Sur "Qui t'empêche", je te propose de partir avec mon équipe à la rencontre d'athlètes-aventuriers, professionnels ou amateurs, et de leurs anecdotes passionnantes.
Le tout retranscrit avec talent par mon co-pilote Martin Boissereau.
Temps de lecture :
- Entretien : 9 min
- La minute adrénaline : 1 min
- Ce qu’il ne faut pas rater : 1 min
Charlie Dalin : “Mon rêve s’est réalisé de la plus belle des manières”

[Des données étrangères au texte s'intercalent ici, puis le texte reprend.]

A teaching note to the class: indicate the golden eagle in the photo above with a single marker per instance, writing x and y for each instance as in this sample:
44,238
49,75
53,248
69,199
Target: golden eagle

Deux semaines après avoir franchi la ligne d’arrivée du Vendée Globe en tête aux Sables-d’Olonne, le 28 janvier, Charlie Dalin (36 ans) s’est offert une première sortie à vélo. Sous la neige, le Havrais n’a "pas pu résister" à l’appel d’une liberté qu’il a tant appréciée sur son IMOCA Apivia, le temps d’un tour du monde en solitaire (80 jours, 6 heures, 15 min. et 47 sec.). Mains sur le guidon et souffle haché, l’architecte est revenu sur sa première participation à l’"Everest des mers", son "rêve". Et même si Yannick Bestaven l’a finalement devancé au classement général - grâce à 10h15 de bonifications obtenues suite au sauvetage de Kevin Escoffier - Charlie Dalin estime avoir réalisé ce rêve "de la plus belle des manières". Récit.
Le 28 janvier, vous avez franchi la ligne d’arrivée du Vendée Globe en tête au terme d'un scénario de folie. Ça procure quelles émotions d’être le premier aux Sables-d’Olonne ?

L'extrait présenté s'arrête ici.